The new patrol zones are pretty interesting, too. The Tangled Shore -- a haven for outlaws that sits in an asteroid field -- is dingy and atmospheric, while the endgame Dreaming City zone is, well, dreamlike and rather striking. What's more, Bungie's breathed new life into Destiny 2 by gifting basically every non-playable character daily bounties that you can pick up and chase, giving you actual good reasons to get out there and explore the game's world(s).
And that's really where Forsaken is going to shine for a lot of people. There's once again a sense of purpose in returning to Destiny 2 on a regular basis. There are daily and weekly challenges and bounties to complete, and doing so nets you guaranteed 'powerful' rewards that steadily make your Guardian stronger. The grind is most definitely back, and it's perhaps more accessible than ever. Co-op Strikes, competitive Crucible, solo exploration -- you can earn this stuff however you like, and that's the beauty of it.
On the topic of activities, Forsaken adds one more mode to the mix: Gambit. Combining PvE and PvP elements, Gambit offers something a bit different, and even though you're still shooting big ugly aliens and dealing with the occasional opposing player, it's by and large a refreshing addition. There's a unique rhythm to Gambit as you and your team slaughter computer controlled hordes, banking tokens in order to summon strong enemies that the other team of players have to deal with, effectively slowing their progress. And adding spice to proceedings, players can periodically hop through portals to take the fight directly to their opponents for a short time. It admittedly takes some getting used to, but it's a varied and addictive experience.
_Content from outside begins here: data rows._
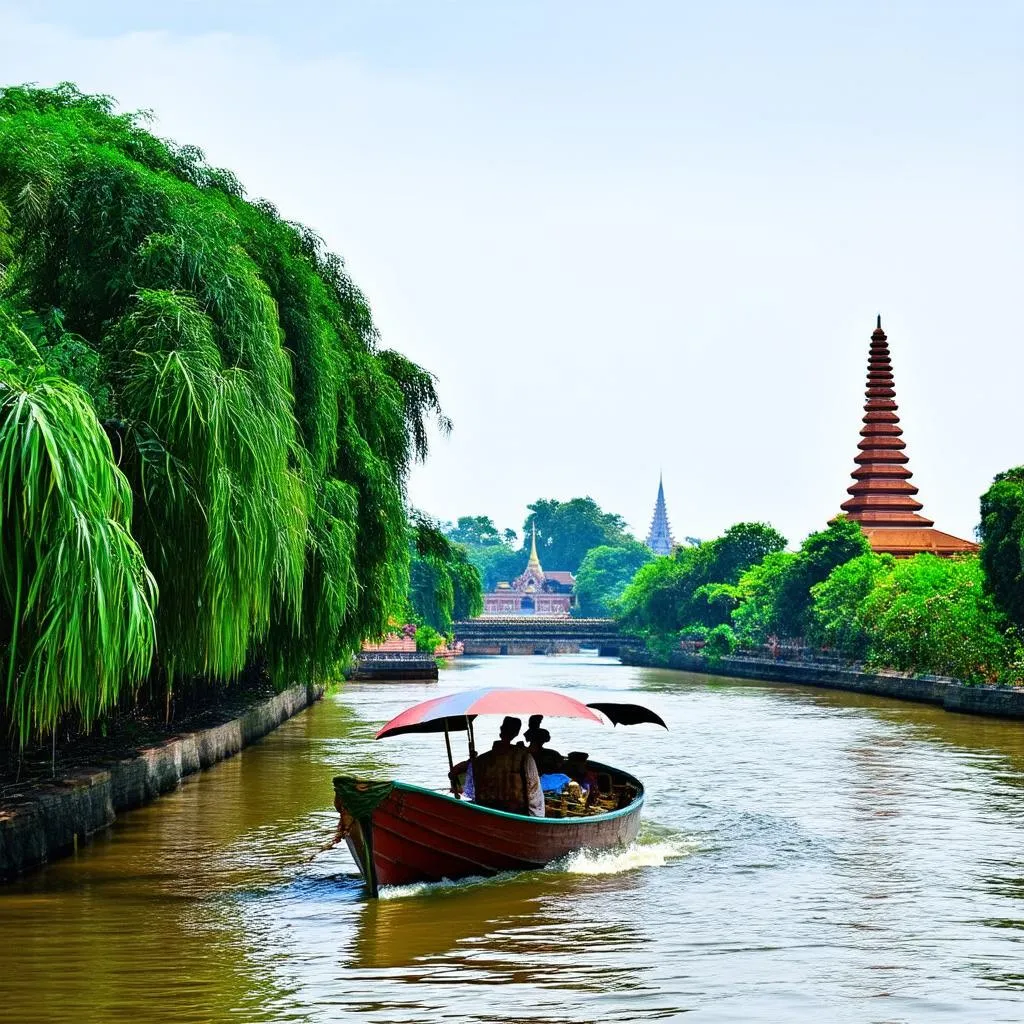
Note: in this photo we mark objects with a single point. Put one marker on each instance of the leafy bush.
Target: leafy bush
(428, 639)
(721, 643)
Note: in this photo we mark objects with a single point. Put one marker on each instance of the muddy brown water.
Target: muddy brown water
(807, 855)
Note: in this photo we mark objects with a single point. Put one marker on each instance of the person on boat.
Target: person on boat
(505, 777)
(578, 770)
(547, 760)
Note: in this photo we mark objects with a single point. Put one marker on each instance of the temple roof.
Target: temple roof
(659, 536)
(560, 576)
(914, 541)
(883, 499)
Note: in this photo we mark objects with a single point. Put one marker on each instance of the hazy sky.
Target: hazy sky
(629, 238)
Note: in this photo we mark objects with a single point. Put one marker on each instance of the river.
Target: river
(807, 855)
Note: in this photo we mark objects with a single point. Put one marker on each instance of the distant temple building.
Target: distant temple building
(659, 537)
(532, 593)
(882, 496)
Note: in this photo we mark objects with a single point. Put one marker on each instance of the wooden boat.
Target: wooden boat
(399, 834)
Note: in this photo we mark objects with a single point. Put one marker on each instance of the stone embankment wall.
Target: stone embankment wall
(1000, 701)
(56, 816)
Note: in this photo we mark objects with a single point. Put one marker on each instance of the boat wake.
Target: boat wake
(645, 852)
(636, 855)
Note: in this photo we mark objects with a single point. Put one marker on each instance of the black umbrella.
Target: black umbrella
(628, 714)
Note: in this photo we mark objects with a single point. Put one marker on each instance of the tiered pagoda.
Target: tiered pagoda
(534, 592)
(659, 536)
(883, 499)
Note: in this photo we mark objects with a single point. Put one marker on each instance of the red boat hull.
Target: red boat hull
(416, 835)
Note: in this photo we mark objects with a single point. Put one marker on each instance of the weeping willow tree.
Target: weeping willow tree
(194, 403)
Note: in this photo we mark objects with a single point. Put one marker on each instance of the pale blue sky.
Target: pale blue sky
(630, 237)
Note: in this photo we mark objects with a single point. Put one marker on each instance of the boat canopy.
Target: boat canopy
(456, 712)
(620, 714)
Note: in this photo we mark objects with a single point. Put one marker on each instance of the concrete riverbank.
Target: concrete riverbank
(999, 701)
(51, 819)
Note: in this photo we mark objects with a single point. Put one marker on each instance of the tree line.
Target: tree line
(204, 445)
(961, 616)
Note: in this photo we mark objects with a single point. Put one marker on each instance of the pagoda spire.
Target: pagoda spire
(535, 562)
(659, 537)
(882, 495)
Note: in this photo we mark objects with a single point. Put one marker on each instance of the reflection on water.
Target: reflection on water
(807, 855)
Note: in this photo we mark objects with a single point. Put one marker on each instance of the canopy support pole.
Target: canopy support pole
(448, 744)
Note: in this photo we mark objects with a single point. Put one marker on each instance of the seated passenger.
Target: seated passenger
(547, 760)
(576, 767)
(505, 777)
(554, 781)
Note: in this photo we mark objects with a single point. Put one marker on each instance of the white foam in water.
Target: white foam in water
(615, 861)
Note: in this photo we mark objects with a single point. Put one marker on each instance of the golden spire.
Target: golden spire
(535, 562)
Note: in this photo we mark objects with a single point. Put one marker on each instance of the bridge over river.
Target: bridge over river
(538, 635)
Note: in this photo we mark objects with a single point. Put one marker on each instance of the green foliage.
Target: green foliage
(444, 585)
(493, 553)
(604, 573)
(566, 530)
(721, 643)
(758, 597)
(77, 598)
(932, 614)
(1003, 543)
(779, 595)
(695, 586)
(836, 620)
(428, 639)
(478, 530)
(264, 436)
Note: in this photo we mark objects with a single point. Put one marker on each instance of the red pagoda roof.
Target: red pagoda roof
(882, 498)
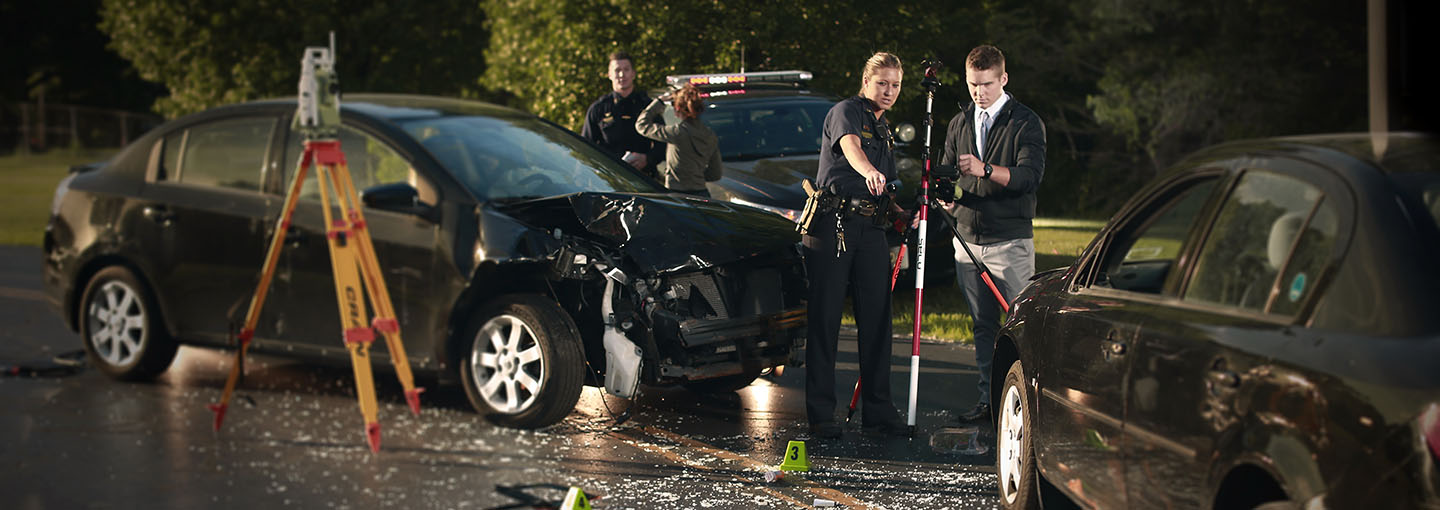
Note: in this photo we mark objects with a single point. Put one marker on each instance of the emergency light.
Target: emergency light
(740, 78)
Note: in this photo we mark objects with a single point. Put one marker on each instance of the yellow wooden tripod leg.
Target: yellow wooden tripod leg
(262, 287)
(385, 320)
(350, 297)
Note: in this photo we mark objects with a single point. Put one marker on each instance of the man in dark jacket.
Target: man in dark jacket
(998, 146)
(611, 120)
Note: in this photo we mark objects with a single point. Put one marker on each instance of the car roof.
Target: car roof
(1398, 151)
(402, 107)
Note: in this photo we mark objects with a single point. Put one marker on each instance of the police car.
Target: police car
(769, 127)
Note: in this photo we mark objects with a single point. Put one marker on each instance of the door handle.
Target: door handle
(1224, 379)
(294, 236)
(159, 215)
(1112, 346)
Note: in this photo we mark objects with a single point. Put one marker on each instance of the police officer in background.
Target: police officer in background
(846, 248)
(611, 120)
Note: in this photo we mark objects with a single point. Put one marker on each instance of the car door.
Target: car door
(205, 221)
(1093, 333)
(405, 245)
(1259, 264)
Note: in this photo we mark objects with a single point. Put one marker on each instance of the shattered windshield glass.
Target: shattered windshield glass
(520, 157)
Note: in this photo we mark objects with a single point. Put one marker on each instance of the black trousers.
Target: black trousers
(864, 271)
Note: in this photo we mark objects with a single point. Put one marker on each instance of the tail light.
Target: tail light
(1430, 430)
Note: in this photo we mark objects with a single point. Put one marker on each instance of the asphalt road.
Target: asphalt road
(293, 437)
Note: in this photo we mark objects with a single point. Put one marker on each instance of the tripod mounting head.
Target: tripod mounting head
(317, 111)
(930, 65)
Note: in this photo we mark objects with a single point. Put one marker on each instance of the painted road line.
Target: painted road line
(812, 487)
(729, 455)
(20, 294)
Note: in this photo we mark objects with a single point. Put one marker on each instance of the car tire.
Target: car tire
(121, 327)
(1014, 453)
(723, 383)
(522, 362)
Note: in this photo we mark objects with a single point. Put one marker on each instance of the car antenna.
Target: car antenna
(352, 254)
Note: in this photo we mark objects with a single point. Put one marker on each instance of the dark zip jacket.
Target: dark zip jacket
(988, 212)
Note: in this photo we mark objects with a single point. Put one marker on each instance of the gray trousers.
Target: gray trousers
(1011, 264)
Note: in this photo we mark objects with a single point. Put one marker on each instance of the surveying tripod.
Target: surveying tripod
(352, 254)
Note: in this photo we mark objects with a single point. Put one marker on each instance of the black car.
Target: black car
(517, 255)
(1256, 329)
(769, 127)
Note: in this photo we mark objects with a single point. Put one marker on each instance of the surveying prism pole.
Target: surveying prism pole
(352, 252)
(929, 84)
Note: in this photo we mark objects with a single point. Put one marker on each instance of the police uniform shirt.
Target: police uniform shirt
(611, 123)
(854, 115)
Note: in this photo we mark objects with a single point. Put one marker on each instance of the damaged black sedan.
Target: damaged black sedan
(522, 261)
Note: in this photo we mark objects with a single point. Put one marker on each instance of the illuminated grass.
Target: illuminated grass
(29, 188)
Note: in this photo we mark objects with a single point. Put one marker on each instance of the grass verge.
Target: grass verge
(30, 186)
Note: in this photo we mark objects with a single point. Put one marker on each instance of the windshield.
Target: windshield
(750, 130)
(520, 157)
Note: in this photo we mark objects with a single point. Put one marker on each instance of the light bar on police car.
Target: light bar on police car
(774, 77)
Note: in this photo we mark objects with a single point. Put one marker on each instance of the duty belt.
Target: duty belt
(830, 202)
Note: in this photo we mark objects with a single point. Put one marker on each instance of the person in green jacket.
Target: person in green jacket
(691, 151)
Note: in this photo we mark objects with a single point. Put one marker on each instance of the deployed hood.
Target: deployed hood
(661, 232)
(774, 182)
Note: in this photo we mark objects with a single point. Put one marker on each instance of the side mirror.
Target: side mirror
(398, 198)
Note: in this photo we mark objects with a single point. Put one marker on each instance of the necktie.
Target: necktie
(979, 137)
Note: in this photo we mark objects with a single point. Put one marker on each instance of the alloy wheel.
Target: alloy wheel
(117, 320)
(1011, 444)
(507, 365)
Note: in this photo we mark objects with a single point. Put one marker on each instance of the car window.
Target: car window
(1141, 257)
(1273, 236)
(520, 157)
(765, 130)
(170, 156)
(228, 153)
(370, 160)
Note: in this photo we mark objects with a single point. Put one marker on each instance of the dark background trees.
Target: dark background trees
(1126, 87)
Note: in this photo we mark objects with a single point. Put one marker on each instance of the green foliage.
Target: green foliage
(219, 52)
(552, 56)
(1180, 75)
(30, 182)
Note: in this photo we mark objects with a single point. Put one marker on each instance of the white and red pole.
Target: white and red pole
(930, 84)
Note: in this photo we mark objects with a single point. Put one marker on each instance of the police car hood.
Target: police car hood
(663, 232)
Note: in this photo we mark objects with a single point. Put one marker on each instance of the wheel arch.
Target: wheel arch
(87, 273)
(1246, 486)
(488, 283)
(1275, 467)
(1005, 355)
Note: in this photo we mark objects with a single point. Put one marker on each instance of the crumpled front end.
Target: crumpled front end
(704, 288)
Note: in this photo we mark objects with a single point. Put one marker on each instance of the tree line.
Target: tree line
(1125, 87)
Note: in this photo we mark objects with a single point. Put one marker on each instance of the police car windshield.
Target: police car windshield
(520, 157)
(752, 130)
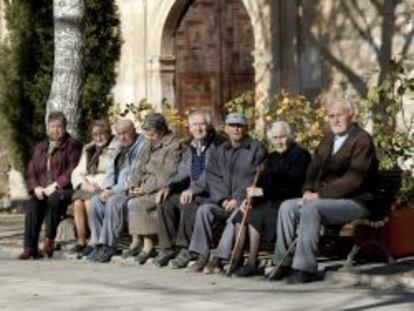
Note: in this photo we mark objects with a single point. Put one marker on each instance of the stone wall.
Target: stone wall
(309, 47)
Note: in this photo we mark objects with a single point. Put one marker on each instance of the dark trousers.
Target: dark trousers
(50, 210)
(176, 222)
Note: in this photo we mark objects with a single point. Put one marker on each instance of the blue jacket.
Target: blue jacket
(134, 154)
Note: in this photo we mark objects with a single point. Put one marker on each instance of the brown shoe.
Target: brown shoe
(199, 265)
(48, 247)
(28, 253)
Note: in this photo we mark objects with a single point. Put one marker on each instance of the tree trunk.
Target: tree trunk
(67, 81)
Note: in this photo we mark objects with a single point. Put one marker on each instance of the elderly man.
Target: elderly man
(49, 185)
(185, 192)
(282, 178)
(338, 189)
(108, 208)
(229, 173)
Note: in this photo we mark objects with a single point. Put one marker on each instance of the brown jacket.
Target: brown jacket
(349, 173)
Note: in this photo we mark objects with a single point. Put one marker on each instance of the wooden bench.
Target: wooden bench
(371, 233)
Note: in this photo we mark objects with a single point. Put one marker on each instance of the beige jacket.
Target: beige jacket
(79, 174)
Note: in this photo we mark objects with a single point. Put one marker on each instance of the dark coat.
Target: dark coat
(182, 179)
(350, 173)
(284, 174)
(63, 160)
(282, 178)
(231, 170)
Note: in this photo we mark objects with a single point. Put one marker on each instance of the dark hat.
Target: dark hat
(155, 121)
(236, 118)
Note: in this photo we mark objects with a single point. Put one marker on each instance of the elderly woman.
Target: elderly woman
(147, 180)
(49, 185)
(282, 178)
(89, 176)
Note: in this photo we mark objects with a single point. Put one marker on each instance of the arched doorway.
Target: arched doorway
(213, 49)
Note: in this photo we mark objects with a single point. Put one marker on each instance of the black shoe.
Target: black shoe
(77, 248)
(143, 256)
(247, 270)
(300, 277)
(280, 274)
(131, 252)
(182, 259)
(164, 256)
(85, 252)
(105, 254)
(94, 253)
(199, 265)
(215, 264)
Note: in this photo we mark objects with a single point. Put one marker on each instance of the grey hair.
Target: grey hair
(344, 102)
(205, 114)
(125, 123)
(283, 124)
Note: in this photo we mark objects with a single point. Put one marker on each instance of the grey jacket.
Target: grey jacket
(231, 170)
(134, 156)
(158, 165)
(182, 179)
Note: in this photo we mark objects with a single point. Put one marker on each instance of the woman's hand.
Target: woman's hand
(254, 192)
(88, 187)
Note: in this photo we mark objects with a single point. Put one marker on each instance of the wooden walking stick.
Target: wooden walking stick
(243, 222)
(285, 256)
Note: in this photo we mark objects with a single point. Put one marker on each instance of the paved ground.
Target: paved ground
(61, 284)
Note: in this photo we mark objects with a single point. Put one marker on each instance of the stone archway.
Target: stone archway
(206, 54)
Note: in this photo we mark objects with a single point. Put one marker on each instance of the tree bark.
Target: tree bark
(67, 81)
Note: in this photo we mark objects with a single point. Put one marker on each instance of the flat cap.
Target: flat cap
(236, 118)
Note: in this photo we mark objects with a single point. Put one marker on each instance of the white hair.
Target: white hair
(205, 114)
(344, 102)
(280, 124)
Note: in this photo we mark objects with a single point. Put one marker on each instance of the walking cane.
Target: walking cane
(285, 256)
(243, 223)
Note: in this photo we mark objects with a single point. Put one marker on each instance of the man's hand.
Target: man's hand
(186, 197)
(309, 197)
(162, 195)
(229, 205)
(246, 206)
(88, 187)
(104, 195)
(39, 193)
(48, 191)
(254, 192)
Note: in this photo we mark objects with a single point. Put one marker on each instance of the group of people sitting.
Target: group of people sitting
(196, 198)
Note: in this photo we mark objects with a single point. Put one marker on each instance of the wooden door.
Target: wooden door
(213, 50)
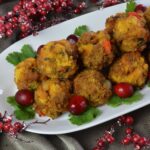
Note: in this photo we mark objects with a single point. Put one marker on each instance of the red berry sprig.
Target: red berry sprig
(131, 137)
(7, 126)
(30, 16)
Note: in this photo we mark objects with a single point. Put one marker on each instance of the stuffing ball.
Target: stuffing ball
(57, 60)
(130, 68)
(96, 49)
(51, 97)
(93, 86)
(129, 31)
(110, 21)
(26, 75)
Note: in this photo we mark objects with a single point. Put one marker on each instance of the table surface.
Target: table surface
(77, 139)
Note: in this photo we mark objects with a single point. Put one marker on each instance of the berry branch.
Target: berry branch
(131, 137)
(28, 17)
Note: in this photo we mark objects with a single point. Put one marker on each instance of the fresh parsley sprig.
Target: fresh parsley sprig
(16, 57)
(21, 113)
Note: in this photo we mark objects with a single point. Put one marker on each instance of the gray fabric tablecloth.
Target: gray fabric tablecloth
(80, 140)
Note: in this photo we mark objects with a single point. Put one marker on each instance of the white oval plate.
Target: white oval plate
(96, 21)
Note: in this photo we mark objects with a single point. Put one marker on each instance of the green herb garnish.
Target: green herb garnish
(86, 117)
(116, 101)
(81, 29)
(16, 57)
(21, 113)
(131, 5)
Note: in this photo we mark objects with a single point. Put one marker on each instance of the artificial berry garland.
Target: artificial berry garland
(7, 126)
(28, 16)
(131, 137)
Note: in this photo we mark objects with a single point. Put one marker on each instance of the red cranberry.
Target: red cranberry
(8, 25)
(1, 125)
(72, 38)
(6, 127)
(142, 141)
(126, 141)
(77, 105)
(129, 120)
(135, 138)
(77, 11)
(137, 147)
(9, 32)
(18, 126)
(39, 48)
(123, 90)
(128, 131)
(100, 143)
(97, 148)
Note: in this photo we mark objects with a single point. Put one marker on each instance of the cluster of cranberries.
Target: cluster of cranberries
(7, 126)
(131, 137)
(29, 16)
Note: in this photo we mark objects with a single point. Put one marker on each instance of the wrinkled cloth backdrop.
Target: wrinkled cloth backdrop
(80, 140)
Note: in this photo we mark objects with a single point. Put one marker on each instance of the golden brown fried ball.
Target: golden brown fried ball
(147, 16)
(93, 86)
(130, 68)
(96, 49)
(130, 32)
(51, 97)
(56, 60)
(26, 74)
(110, 21)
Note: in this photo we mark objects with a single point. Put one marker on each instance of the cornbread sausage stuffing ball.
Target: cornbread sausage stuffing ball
(26, 75)
(57, 60)
(93, 86)
(147, 16)
(51, 97)
(130, 32)
(110, 21)
(96, 49)
(130, 68)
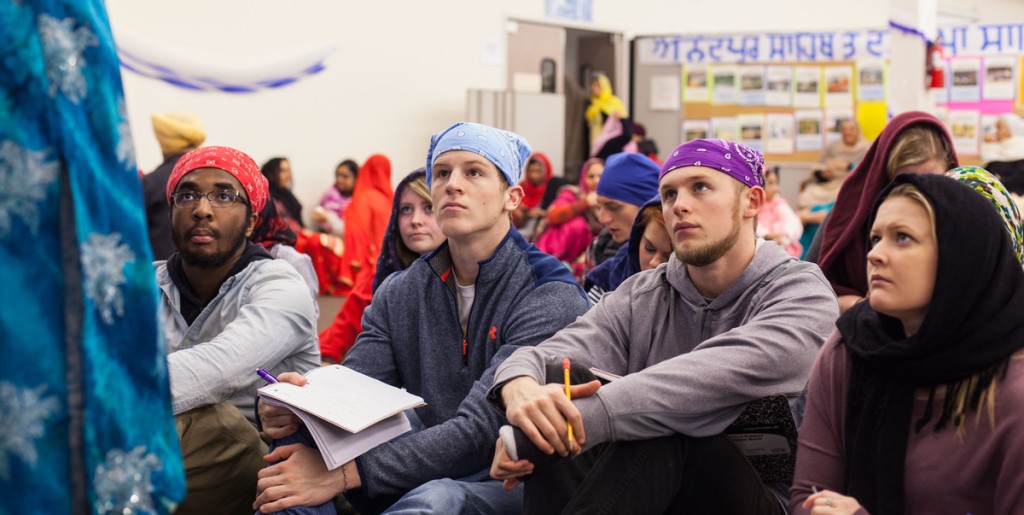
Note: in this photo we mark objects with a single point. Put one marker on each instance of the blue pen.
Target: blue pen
(266, 376)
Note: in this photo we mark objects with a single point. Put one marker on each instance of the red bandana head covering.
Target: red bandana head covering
(237, 163)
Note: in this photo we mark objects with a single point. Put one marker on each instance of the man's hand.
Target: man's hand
(280, 422)
(542, 412)
(301, 479)
(504, 468)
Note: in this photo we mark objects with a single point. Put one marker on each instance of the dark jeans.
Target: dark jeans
(672, 474)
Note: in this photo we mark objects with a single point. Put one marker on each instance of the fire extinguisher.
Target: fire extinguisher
(934, 70)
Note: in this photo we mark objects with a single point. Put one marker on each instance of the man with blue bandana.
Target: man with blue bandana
(439, 329)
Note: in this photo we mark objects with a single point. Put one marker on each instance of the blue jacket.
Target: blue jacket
(412, 338)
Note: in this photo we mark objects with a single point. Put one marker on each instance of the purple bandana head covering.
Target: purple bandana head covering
(739, 162)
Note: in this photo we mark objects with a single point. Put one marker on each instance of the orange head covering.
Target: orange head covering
(366, 218)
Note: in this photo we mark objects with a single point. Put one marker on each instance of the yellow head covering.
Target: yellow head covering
(177, 131)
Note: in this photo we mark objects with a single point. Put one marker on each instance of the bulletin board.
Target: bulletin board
(976, 56)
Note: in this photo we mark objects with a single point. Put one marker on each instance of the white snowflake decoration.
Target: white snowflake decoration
(62, 48)
(123, 481)
(103, 259)
(25, 176)
(25, 412)
(125, 148)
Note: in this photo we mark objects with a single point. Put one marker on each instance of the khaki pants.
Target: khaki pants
(222, 454)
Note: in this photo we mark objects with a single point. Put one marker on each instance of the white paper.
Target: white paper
(778, 86)
(965, 128)
(695, 129)
(725, 87)
(779, 130)
(966, 86)
(752, 85)
(809, 130)
(835, 118)
(695, 85)
(665, 92)
(725, 128)
(870, 80)
(999, 78)
(752, 130)
(344, 397)
(807, 92)
(839, 86)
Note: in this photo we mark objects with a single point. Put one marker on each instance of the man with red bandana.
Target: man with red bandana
(227, 308)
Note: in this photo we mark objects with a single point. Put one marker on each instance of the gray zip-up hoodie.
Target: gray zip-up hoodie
(690, 363)
(412, 338)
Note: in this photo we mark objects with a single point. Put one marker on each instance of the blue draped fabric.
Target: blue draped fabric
(85, 418)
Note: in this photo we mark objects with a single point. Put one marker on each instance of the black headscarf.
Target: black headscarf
(974, 323)
(271, 170)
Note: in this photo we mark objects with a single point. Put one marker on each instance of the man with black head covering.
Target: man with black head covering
(177, 133)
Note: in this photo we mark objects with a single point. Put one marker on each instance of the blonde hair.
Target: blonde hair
(419, 186)
(908, 190)
(916, 144)
(976, 391)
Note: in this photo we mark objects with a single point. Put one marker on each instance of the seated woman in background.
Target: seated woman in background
(279, 174)
(913, 404)
(649, 245)
(777, 222)
(412, 231)
(571, 220)
(911, 142)
(1006, 157)
(336, 199)
(535, 183)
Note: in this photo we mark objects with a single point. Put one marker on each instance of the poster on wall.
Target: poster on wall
(779, 130)
(725, 128)
(807, 92)
(665, 92)
(834, 118)
(778, 86)
(809, 131)
(967, 81)
(870, 80)
(988, 128)
(752, 85)
(965, 128)
(998, 78)
(941, 95)
(752, 130)
(839, 86)
(695, 129)
(725, 90)
(695, 83)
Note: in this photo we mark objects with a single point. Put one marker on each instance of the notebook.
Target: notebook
(347, 413)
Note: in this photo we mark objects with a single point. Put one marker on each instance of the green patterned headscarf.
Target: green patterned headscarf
(989, 186)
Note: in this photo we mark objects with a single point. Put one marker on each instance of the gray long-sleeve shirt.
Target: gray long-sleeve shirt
(690, 363)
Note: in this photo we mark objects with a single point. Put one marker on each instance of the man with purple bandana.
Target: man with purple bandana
(726, 322)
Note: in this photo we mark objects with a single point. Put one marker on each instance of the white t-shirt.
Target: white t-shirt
(464, 300)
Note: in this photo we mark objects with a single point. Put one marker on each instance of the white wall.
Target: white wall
(400, 70)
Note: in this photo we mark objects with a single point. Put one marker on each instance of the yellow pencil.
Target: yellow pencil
(565, 373)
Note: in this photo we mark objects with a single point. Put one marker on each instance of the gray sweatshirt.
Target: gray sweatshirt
(690, 363)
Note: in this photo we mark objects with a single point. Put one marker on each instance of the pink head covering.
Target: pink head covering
(237, 163)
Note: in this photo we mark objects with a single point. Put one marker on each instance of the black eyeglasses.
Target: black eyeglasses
(217, 198)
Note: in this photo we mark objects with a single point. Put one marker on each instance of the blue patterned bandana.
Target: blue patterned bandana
(507, 151)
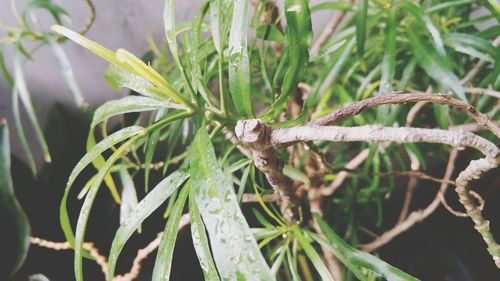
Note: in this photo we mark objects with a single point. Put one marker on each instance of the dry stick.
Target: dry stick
(475, 169)
(414, 163)
(254, 134)
(102, 260)
(457, 213)
(340, 178)
(415, 216)
(481, 91)
(377, 133)
(480, 64)
(399, 98)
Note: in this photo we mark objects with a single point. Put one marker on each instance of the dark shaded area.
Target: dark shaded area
(443, 247)
(66, 135)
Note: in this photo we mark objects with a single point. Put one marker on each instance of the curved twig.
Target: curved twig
(399, 98)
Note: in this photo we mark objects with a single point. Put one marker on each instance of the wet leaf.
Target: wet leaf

Barring some slightly questionable balancing -- players can potentially steal the match if they time their 'banks' properly and there's no real way to stop them -- Bungie's crafted something great here.
It's safe to say that Forsaken delivers on its promises, but at what literal cost? In order to play Forsaken, you need Destiny 2 and its two previous, smaller expansions, Curse of Osiris and Warmind. Destiny is an expensive hobby, then, and 'hobby' is the key word. If you have the time to spare and you're able to hop on Destiny 2 a few times a week, then you'll probably get good value out of Forsaken. If not, then you're left with a rock solid expansion, but one that doesn't quite justify its hefty price tag.
Destiny 2: Forsaken is an undeniable return to form for Bungie's shooter, boasting a very enjoyable campaign and breathing some much needed life into the overall experience. It reestablishes Destiny 2's status as a 'hobby' game, once again giving players good reason to come back on a regular basis, but your mileage will no doubt vary depending on your tolerance for the grind. With a hefty price tag, it's best to make sure that you know what you're getting into before lining up the shot.